Hey, golf dads. You might need to chill out. Your antics might make you a resident of golf’s version of “Crazy Town.”
That’s what Brendan Ryan said in his article at golfwrx.com.
Ryan has seen it all during the last quarter century—as a player, junior golf coach, college golf coach and currently as a mentor to some of the world’s top junior golfers. That means the longtime coach has witnessed the entire spectrum of golf dads and parents, from “healthy and loving” to what he called “Crazy Town.”
“Crazy Town is a land of delusion, frustration and slow, painful failure,” Ryan wrote. “It’s a place where the whole point of the process is missed.
“For me, golf is not about where a kid places in a tournament or shoots; it’s about teaching young people the habits and skills they need to succeed at everything, not just golf. Nowadays, too many parents and coaches create zero-sum evaluations during a child’s most fragile and important stages of maturation and development. The result is not only athletic failure, but also the erosion of faith in family, coaching and the process of success.”
Even though I’m a dad and have spent most of my life connected to the game, golf-dad craziness never afflicted me. I never had the temptation. My daughters stayed away from golf (and I didn’t push). They sang in choir, joined drama club and played soccer.
What about you? Have you visited the land of delusion? Are you living there?
Ryan offered three considerations for golf dads.

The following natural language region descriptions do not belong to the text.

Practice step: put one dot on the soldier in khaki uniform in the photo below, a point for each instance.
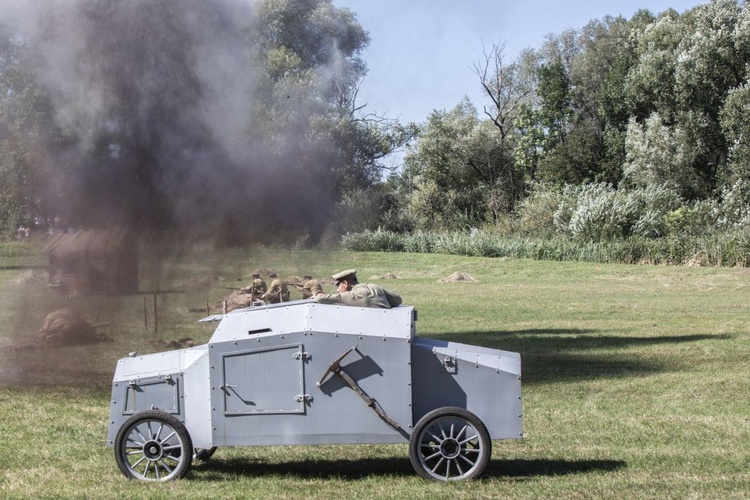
(278, 292)
(258, 288)
(310, 287)
(353, 293)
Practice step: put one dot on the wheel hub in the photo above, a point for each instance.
(152, 450)
(450, 448)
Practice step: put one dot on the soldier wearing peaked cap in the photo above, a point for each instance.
(352, 292)
(278, 292)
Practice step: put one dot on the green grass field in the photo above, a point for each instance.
(636, 380)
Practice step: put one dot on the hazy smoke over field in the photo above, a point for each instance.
(153, 101)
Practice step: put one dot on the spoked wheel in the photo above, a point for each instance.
(153, 446)
(450, 444)
(203, 453)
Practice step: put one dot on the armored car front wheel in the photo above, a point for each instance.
(450, 444)
(153, 446)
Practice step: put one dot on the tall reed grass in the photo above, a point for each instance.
(729, 249)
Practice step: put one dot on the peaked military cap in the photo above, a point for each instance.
(349, 273)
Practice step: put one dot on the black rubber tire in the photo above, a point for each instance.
(450, 444)
(203, 454)
(153, 446)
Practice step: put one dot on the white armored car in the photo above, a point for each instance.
(307, 373)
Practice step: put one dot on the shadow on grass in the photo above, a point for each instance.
(351, 470)
(549, 355)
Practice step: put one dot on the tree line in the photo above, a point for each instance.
(625, 127)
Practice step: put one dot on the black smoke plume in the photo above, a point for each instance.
(151, 102)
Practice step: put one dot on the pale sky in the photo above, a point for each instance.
(421, 52)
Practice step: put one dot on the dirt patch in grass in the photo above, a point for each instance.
(457, 277)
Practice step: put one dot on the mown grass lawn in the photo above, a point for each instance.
(635, 380)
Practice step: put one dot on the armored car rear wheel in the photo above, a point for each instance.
(450, 444)
(153, 446)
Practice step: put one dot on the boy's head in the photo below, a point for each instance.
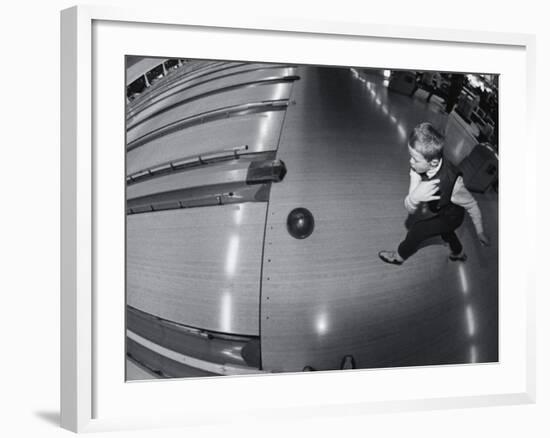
(425, 147)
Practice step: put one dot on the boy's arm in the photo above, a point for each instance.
(411, 205)
(461, 196)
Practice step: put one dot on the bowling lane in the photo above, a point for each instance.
(329, 295)
(199, 267)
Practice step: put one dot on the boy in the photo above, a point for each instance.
(436, 200)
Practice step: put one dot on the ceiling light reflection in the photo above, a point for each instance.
(473, 354)
(470, 322)
(225, 317)
(232, 255)
(321, 323)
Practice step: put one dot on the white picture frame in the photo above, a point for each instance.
(92, 396)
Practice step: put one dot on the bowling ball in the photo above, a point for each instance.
(300, 223)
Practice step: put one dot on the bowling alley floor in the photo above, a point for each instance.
(430, 310)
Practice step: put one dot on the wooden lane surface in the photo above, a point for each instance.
(260, 132)
(212, 85)
(211, 103)
(329, 295)
(198, 267)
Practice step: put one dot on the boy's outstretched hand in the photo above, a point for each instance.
(425, 191)
(483, 239)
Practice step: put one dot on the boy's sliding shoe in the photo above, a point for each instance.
(390, 257)
(462, 257)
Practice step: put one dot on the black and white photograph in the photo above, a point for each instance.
(289, 218)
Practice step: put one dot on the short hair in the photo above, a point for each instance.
(427, 140)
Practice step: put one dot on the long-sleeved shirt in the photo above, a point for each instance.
(461, 196)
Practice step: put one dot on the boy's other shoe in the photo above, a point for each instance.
(390, 257)
(458, 257)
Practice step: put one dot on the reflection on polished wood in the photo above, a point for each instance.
(198, 267)
(329, 295)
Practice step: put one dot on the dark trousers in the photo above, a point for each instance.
(444, 226)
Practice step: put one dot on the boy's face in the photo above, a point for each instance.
(419, 163)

First, he said “know where you end and your child begins.” If you’re using “we”—as in “we played,” “we shot,” “we won”—there’s a problem. There needs to be separation and a healthy distance. Allow your child to experience, and own, his or her golf game without your interference.
This is a perfect segue to a second consideration. The interest and motivation need to come from the kid. The kid is the one who must put in the time and hard work to improve and excel, and the one who must embrace the journey. It’s up to her or him.“[Y]our child is either going to have ignition and work at their game or not,” Ryan wrote. “If they don’t, then I recommend you help your child find another endeavor that does create a spark in them.”

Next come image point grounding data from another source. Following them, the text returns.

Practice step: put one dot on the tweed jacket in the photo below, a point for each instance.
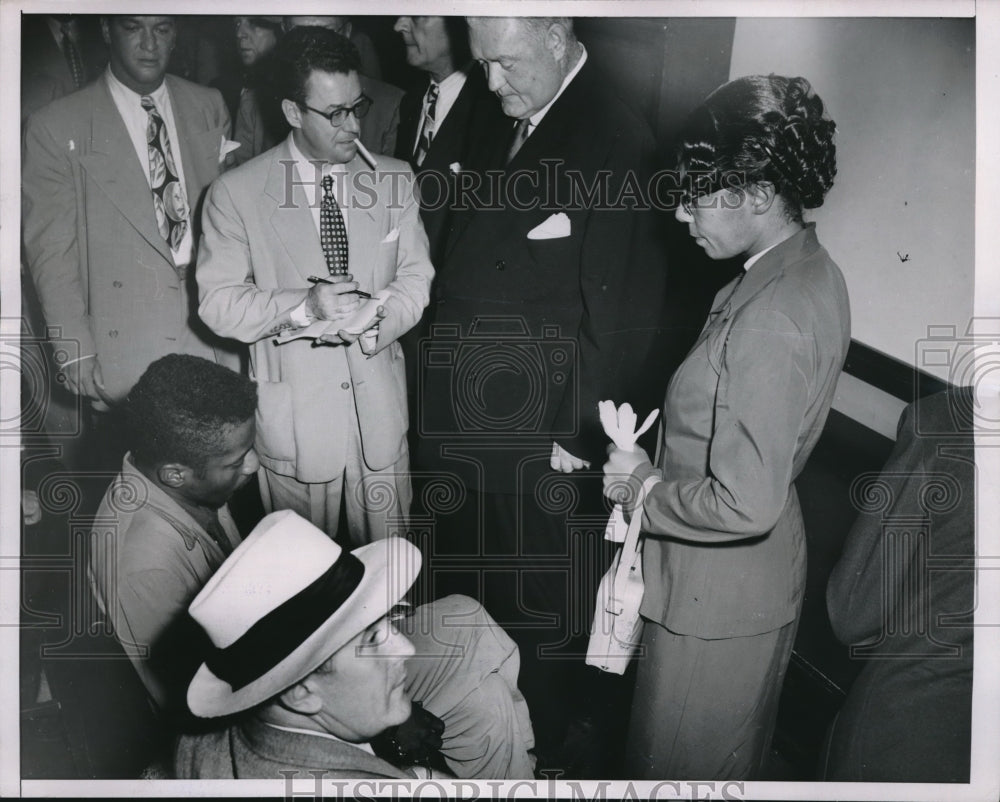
(724, 551)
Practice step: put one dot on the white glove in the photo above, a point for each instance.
(619, 426)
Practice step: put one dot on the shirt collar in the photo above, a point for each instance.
(364, 747)
(753, 259)
(457, 77)
(536, 118)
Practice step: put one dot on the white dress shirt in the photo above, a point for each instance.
(448, 91)
(136, 118)
(310, 176)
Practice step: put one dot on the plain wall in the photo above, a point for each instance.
(902, 92)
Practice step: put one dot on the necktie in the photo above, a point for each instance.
(332, 231)
(72, 53)
(169, 202)
(520, 134)
(218, 534)
(427, 128)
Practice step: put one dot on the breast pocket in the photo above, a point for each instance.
(275, 427)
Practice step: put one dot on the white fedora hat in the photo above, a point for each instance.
(286, 599)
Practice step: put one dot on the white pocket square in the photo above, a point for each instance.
(553, 227)
(226, 147)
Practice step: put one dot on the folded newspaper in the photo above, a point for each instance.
(357, 323)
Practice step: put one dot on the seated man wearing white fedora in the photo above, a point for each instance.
(308, 651)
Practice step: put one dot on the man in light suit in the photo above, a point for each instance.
(260, 125)
(546, 302)
(108, 247)
(378, 128)
(332, 419)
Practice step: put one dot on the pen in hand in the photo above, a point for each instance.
(321, 280)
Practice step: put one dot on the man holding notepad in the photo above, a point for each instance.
(295, 241)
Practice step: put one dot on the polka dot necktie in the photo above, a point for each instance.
(332, 231)
(169, 201)
(427, 130)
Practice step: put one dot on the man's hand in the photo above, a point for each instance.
(84, 377)
(368, 338)
(334, 300)
(413, 742)
(562, 460)
(619, 467)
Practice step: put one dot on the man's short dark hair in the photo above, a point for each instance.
(180, 407)
(306, 48)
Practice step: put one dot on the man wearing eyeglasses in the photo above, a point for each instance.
(293, 239)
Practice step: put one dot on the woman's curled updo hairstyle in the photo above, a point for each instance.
(762, 129)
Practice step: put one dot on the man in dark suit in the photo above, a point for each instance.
(548, 299)
(435, 119)
(60, 53)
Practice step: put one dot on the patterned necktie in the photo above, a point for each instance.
(72, 53)
(520, 134)
(332, 231)
(169, 202)
(427, 130)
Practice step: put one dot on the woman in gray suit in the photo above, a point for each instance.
(724, 549)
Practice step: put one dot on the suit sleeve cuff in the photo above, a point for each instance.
(299, 316)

Lastly, Ryan highlighted the work of Dr. Richard Learner, a researcher at Tufts University and the chair of the Institute of Applied Research in Youth Development. Learner is a proponent of the 5 C’s for child development: competence, confidence, connection, character and caring. Jean Cote, another researcher, has identified another C specifically for sports: competition. The idea is that when young people are focused on these six C’s, they will be more fully human and successful no matter what they do in life.
The implication seems clear. Our job as dads (and parents) is to encourage this type of healthy development in our kids. For their sake. Not for our glory. OK, maybe just a teeny bit of glory.